Maybe once the aunts hear about this, they will realize that it is time to finally expunge sperm-donor from family functions. One would hope so anyway. But his mother, the 77-year old Japanese woman who lost her husband in the last couple of years, will likely not be able to handle this news about her only son, so they will keep it from her. It makes me wonder about my grandfather now too--did sperm-donor learn this behavior from his father, or from someone else? Jesus I hope not.

Like it or not, this man's genetic code runs in my veins. That thought disturbs the fuck out of me, now more than ever. People like him shouldn't get to propagate the next generation! He should have been put away as a sex offended years ago, if only one of his sons had spoken out (there was an incident with the second son but no charges were filed).

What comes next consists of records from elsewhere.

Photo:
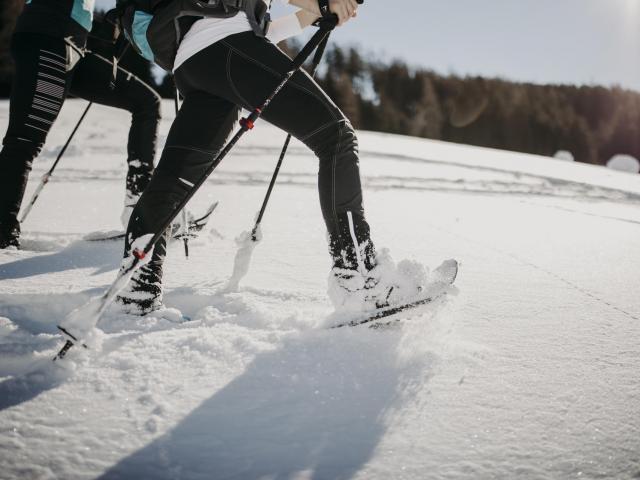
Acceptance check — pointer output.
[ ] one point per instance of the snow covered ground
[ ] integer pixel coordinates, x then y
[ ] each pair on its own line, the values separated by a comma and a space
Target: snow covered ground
532, 370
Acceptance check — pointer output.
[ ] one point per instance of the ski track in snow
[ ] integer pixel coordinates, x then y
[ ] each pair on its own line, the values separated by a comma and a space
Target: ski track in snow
530, 370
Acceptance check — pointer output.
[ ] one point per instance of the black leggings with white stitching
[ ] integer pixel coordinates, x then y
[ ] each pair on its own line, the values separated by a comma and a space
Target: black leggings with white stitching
241, 71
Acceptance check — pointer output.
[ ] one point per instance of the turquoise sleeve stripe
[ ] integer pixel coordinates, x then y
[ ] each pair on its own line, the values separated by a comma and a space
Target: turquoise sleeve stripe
140, 26
82, 12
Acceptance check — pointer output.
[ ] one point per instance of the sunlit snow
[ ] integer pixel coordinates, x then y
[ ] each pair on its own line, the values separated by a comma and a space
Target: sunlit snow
532, 370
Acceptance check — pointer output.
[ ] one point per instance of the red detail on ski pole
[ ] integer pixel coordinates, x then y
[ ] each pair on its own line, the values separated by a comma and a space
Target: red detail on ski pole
247, 123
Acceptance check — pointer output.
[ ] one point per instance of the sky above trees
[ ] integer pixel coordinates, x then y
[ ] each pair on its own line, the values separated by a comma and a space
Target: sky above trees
541, 41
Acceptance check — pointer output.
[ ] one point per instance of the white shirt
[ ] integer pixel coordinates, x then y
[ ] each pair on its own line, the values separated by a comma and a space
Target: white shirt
208, 31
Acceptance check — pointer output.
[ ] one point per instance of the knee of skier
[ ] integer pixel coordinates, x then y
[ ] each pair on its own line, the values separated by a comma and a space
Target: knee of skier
20, 151
335, 142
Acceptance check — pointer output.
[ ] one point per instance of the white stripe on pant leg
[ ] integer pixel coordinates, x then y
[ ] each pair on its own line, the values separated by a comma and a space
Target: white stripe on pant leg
54, 54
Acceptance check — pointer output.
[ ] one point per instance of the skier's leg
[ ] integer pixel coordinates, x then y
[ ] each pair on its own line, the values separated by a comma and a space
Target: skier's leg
197, 134
92, 79
39, 90
244, 70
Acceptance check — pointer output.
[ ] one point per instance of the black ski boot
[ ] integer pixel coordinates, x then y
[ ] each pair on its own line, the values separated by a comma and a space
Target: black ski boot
143, 294
352, 279
9, 234
138, 177
363, 279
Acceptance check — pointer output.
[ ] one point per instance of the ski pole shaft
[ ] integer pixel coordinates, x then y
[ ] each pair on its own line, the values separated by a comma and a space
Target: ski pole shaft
316, 62
45, 178
246, 124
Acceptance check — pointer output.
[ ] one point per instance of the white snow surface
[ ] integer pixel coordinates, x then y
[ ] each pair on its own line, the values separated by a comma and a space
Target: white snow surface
624, 163
532, 370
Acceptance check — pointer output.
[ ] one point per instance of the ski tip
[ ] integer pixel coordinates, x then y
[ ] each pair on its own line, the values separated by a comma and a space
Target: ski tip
447, 272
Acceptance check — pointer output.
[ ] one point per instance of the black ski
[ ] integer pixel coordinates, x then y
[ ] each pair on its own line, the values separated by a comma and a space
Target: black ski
447, 273
388, 312
195, 227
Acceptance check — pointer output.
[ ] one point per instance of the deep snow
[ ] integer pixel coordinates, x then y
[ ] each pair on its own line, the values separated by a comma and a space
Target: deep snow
531, 370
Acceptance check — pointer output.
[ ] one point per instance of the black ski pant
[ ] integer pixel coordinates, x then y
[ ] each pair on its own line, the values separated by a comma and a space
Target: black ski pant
241, 71
45, 74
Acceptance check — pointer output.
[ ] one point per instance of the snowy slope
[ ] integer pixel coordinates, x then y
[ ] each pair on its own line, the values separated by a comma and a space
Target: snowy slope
530, 371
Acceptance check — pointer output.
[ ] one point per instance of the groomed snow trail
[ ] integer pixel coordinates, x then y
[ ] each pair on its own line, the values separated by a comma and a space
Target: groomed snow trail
530, 371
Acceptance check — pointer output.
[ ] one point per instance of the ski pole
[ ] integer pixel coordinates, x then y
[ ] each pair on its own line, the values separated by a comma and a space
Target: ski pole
97, 307
185, 223
316, 62
45, 178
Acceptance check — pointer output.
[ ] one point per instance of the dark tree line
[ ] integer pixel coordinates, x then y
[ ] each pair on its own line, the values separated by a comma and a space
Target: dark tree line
593, 123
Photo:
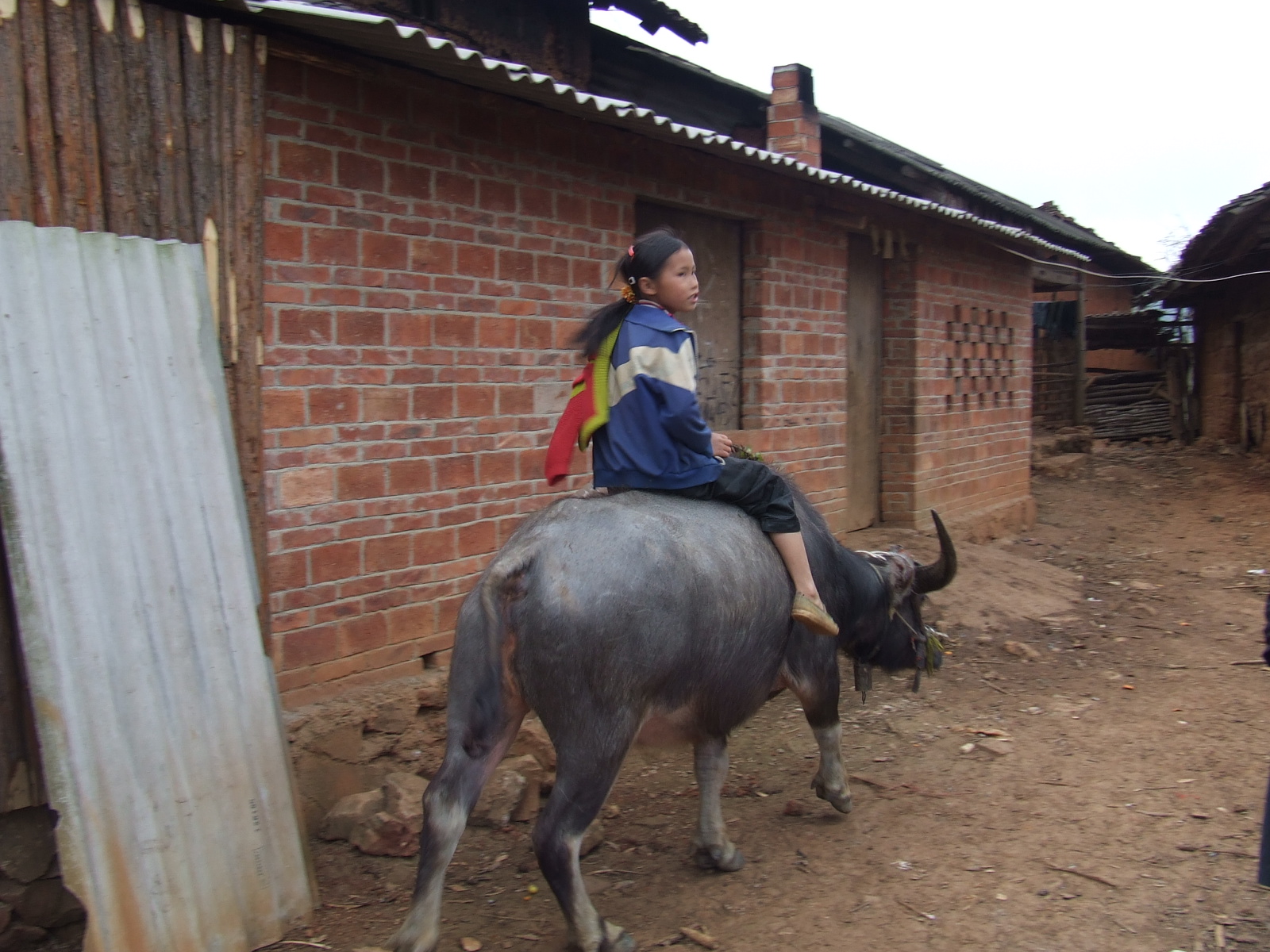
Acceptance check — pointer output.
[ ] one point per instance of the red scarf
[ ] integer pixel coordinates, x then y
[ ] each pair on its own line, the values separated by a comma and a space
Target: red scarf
586, 412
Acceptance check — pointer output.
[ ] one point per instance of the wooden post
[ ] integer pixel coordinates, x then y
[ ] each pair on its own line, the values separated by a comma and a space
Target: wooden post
1079, 374
40, 116
14, 148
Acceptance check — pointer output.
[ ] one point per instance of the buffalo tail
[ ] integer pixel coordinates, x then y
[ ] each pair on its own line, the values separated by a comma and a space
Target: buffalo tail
484, 625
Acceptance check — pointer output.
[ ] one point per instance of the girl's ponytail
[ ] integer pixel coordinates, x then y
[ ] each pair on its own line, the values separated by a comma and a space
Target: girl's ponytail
643, 259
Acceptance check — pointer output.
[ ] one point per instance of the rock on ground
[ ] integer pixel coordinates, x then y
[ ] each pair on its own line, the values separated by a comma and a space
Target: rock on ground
403, 797
384, 835
533, 739
27, 846
499, 799
435, 689
592, 838
348, 812
1067, 466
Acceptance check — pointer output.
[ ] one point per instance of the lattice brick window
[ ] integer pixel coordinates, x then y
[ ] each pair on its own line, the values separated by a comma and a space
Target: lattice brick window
981, 359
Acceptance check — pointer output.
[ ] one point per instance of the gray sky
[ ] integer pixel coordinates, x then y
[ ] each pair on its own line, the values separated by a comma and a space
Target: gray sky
1140, 118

Yet he has propagated four people, with three different women, and he's still out there, a danger and yet somehow still a magnet to women everywhere. At Christmas he joked that he thought he was going to be a father for a fifth time...and I just stared back. 'Things have come easy to me my whole life,' he said to me, out of the blue, apropos of nothing, 'women, work, children--these things just come easy to me.' And that was the end. He never asked how I was doing, or said anything whatsoever about me, even though he's seen me now at exactly two times in my life--at 18 and again at 34. Not that I expected anything, mind you--please don't think that, never think that. There are no words that can explain someone like him, there is no pity, there is just no feeling at all. The fact that the four of us are well-adjusted, strong individuals does not make up for the fact that sperm-donor is an absolute waste of carbon. He does not get credit for that.